You were pretty close , just a few changes, the find bin is only required if your host doesn't have the template module installed, then you just put the template.pm module in the CGI-BIN and use those two bin commands ;-)

just holla if you need more help :)



"In complete darkness we are all the same, only our knowledge and wisdom separates us, don't let your eyes deceive you."

"If a shortcut was meant to be easy, it wouldn't be a shortcut, it would be the way!
 
Thanks 1DMF, that has got me going in the right direction.
The strange thing is it now does not work unless I hash out the FindBin command.
My ISP does not have the module installed, proved it by renaming the module - got a config error.
On with simple example 2 - I am sure it will be worth it in the end.

Keith
 
hmm very odd, I have to use the finbin so it picks up the folder the script is running in as a module repository.

perhaps they have locked it don't so you can't do this or it is already part of the environment string.

Glad you're on the right track, once you get your head round the template module, you'll never look back, it's awesome to keep your HTML and PERL code separate, you can loop arrays and even arrays within arrays, but cross that bridge when you get to it, I found that a bit tricky at first to get my head round.

I use the template module for everything now :)


"In complete darkness we are all the same, only our knowledge and wisdom separates us, don't let your eyes deceive you."

"If a shortcut was meant to be easy, it wouldn't be a shortcut, it would be the way!
 
I have managed to get this fully working and it works well for most URL's.
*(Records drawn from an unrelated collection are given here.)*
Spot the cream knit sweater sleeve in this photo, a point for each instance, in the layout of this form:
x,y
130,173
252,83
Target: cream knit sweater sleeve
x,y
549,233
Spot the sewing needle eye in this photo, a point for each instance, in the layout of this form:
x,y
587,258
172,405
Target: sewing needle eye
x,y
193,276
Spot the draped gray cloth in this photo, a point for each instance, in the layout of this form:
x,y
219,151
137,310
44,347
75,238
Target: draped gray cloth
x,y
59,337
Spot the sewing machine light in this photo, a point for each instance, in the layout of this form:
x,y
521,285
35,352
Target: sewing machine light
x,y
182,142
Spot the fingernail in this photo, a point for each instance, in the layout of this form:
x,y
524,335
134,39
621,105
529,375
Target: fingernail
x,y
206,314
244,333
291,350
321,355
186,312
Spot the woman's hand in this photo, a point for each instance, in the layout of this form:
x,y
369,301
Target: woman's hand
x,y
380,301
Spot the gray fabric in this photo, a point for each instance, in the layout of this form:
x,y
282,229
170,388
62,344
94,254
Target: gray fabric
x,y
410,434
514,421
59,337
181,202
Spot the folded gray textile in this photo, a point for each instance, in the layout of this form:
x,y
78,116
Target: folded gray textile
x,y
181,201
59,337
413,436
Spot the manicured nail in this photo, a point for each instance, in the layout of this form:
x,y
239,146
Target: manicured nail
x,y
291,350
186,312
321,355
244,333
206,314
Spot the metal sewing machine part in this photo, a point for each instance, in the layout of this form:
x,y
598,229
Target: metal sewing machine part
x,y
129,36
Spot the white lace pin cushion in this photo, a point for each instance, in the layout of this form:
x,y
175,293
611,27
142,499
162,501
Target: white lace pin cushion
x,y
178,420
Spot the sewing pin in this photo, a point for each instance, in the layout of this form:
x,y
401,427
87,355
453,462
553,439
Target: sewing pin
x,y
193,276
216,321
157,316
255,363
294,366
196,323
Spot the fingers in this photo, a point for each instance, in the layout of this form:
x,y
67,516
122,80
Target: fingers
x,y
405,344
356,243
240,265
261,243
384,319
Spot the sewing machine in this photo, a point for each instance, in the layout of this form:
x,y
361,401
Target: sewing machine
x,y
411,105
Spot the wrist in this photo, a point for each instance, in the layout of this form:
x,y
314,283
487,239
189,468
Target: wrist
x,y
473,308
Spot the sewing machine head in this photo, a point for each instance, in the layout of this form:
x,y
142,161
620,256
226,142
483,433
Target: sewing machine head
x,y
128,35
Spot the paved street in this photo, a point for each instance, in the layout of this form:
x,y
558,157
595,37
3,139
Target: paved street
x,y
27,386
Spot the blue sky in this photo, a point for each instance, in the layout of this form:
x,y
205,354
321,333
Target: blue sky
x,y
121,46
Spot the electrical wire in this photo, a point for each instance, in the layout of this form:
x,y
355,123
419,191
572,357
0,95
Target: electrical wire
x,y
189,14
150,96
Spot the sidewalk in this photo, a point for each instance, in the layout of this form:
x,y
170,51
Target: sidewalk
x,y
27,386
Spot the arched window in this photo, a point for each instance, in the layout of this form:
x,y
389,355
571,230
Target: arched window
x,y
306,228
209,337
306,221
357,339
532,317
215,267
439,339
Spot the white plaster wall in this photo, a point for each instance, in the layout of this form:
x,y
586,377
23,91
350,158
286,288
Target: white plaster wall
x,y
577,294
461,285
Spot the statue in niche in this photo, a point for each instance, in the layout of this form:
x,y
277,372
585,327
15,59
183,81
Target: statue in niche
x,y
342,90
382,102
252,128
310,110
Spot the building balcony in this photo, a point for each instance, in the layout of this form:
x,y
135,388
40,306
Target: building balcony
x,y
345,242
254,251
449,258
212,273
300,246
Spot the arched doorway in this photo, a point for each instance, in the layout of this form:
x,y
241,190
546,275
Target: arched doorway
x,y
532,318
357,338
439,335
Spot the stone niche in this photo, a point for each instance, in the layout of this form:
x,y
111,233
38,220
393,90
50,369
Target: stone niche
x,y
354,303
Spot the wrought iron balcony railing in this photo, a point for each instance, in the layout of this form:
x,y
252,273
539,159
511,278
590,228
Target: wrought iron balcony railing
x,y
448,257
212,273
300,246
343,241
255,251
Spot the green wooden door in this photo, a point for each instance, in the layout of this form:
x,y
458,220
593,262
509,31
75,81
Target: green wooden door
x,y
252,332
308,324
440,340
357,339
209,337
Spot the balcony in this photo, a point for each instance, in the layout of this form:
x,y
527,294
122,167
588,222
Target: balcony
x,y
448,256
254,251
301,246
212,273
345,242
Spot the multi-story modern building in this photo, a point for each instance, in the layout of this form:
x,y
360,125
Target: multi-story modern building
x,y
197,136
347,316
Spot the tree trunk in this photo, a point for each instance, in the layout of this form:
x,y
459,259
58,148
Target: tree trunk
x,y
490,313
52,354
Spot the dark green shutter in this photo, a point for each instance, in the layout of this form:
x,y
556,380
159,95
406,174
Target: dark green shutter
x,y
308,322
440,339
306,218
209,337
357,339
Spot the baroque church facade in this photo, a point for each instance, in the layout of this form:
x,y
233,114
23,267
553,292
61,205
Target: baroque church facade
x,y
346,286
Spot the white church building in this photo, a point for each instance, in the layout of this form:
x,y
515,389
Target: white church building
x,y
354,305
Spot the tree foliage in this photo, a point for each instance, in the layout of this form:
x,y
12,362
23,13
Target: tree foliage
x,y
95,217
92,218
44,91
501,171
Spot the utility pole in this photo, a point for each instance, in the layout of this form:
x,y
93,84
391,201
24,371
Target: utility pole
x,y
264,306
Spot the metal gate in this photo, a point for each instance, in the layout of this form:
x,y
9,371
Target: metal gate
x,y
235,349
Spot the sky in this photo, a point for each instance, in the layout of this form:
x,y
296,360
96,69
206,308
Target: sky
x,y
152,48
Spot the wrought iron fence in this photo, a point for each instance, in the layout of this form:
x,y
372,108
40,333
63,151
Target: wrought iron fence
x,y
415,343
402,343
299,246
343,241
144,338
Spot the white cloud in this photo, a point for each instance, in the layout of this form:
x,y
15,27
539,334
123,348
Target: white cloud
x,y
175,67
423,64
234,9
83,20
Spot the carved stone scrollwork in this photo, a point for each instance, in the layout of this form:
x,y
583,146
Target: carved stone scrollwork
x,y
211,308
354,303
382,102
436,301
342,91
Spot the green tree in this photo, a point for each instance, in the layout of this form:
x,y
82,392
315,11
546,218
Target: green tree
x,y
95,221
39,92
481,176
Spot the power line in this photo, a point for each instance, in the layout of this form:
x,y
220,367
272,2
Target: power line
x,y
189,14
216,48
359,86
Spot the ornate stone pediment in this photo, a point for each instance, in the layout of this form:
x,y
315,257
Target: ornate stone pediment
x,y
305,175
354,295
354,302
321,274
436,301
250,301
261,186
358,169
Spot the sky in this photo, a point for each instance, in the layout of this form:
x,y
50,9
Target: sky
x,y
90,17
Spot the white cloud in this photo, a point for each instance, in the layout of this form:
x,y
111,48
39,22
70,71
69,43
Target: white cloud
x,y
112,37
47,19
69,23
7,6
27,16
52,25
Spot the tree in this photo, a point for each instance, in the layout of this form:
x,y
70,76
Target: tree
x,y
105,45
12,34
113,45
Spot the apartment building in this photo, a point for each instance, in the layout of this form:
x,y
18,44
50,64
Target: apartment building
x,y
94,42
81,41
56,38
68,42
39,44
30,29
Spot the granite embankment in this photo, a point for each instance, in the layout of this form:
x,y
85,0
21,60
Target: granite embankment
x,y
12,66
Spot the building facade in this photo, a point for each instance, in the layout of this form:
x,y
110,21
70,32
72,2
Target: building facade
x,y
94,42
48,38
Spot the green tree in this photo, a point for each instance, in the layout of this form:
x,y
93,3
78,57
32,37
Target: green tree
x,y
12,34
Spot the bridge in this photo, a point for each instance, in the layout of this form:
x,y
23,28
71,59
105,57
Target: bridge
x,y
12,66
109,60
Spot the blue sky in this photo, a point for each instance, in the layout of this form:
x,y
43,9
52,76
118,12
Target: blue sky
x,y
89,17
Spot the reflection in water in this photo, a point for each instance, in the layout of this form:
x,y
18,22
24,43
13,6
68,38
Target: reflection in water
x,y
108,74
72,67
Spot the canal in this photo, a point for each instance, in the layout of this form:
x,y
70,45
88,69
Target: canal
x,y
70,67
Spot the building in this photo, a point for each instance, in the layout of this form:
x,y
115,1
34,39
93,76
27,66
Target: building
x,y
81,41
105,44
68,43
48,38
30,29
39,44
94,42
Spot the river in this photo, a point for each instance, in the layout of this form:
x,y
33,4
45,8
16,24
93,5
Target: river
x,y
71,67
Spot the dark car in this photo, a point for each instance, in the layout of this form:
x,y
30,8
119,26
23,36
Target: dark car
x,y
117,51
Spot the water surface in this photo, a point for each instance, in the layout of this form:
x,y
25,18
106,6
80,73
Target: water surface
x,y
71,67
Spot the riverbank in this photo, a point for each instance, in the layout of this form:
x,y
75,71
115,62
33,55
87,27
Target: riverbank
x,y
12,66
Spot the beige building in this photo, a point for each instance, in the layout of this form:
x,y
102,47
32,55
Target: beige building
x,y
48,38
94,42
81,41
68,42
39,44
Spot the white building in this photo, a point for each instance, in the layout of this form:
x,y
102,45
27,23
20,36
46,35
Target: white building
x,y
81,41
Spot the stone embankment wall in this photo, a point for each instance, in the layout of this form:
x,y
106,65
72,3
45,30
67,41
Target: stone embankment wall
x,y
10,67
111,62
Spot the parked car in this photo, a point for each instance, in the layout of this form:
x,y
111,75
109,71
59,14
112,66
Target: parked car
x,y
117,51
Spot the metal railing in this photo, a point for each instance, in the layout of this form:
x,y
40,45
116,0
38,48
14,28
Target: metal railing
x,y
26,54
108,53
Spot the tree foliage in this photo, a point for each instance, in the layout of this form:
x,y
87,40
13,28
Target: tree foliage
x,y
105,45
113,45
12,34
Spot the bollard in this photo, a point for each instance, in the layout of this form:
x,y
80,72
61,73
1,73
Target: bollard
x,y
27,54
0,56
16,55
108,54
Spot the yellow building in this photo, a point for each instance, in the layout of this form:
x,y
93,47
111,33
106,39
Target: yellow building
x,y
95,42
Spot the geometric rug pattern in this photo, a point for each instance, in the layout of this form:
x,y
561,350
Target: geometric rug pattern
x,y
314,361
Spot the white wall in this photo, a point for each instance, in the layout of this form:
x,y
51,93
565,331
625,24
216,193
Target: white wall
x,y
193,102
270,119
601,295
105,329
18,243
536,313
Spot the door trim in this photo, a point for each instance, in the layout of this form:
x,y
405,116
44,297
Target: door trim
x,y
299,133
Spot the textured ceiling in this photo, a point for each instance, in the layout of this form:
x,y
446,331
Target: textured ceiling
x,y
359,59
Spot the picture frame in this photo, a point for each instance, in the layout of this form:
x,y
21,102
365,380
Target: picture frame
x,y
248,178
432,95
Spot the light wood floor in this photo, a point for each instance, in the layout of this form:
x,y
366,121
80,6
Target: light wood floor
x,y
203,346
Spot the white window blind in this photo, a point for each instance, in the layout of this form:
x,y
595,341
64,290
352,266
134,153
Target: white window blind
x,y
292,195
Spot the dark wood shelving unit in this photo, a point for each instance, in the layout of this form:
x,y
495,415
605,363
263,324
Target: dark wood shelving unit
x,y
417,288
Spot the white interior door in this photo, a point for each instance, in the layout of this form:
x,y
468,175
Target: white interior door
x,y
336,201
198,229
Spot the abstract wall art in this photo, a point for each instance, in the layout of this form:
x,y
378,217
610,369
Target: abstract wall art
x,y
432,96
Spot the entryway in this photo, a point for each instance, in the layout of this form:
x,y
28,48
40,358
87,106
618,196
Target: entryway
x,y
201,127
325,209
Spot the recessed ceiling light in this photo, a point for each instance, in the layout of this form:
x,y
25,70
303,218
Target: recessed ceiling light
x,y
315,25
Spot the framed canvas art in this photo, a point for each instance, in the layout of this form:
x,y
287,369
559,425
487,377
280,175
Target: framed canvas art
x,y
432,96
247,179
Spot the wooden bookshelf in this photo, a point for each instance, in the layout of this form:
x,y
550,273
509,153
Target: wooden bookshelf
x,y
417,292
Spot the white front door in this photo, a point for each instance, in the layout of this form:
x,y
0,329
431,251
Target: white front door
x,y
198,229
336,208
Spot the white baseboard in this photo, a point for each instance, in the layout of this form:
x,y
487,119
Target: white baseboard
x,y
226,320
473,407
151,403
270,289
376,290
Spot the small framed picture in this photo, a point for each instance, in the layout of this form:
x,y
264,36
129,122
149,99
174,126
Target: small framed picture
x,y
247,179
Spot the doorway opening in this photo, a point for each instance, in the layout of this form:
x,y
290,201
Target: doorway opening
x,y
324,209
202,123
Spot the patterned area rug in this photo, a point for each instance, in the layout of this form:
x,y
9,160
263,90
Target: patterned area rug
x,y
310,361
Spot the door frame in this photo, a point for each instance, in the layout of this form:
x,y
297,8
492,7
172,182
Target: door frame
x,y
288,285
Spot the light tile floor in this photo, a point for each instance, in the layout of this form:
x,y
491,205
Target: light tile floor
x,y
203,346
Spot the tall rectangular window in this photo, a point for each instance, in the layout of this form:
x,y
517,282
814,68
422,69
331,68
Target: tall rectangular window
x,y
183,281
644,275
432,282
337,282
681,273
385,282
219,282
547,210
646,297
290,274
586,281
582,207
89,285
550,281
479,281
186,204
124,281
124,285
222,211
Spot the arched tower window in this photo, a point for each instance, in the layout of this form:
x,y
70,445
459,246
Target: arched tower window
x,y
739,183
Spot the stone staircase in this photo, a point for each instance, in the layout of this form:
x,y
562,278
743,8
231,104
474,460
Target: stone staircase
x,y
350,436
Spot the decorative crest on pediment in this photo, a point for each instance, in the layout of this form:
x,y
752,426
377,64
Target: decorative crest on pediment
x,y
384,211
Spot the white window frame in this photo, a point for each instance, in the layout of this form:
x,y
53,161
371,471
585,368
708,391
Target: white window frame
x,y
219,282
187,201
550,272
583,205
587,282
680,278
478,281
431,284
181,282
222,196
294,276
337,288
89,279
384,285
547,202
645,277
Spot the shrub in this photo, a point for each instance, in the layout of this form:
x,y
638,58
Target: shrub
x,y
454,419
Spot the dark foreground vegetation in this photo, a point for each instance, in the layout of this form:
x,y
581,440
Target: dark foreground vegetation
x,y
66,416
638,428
There is a problem with some redirected URLs where just locks up, on the 'get' command.
Has anyone experienced this and if so created a work round?

Code:
my $mech = [URL unfurl="true"]WWW::Mechanize->new([/URL] autocheck => 0 );
$mech->get( "$Page" );

Keith
 
If I enter a domain into a browser ie. it automatically opens the index page on that domain, how do I find the extension of the index page?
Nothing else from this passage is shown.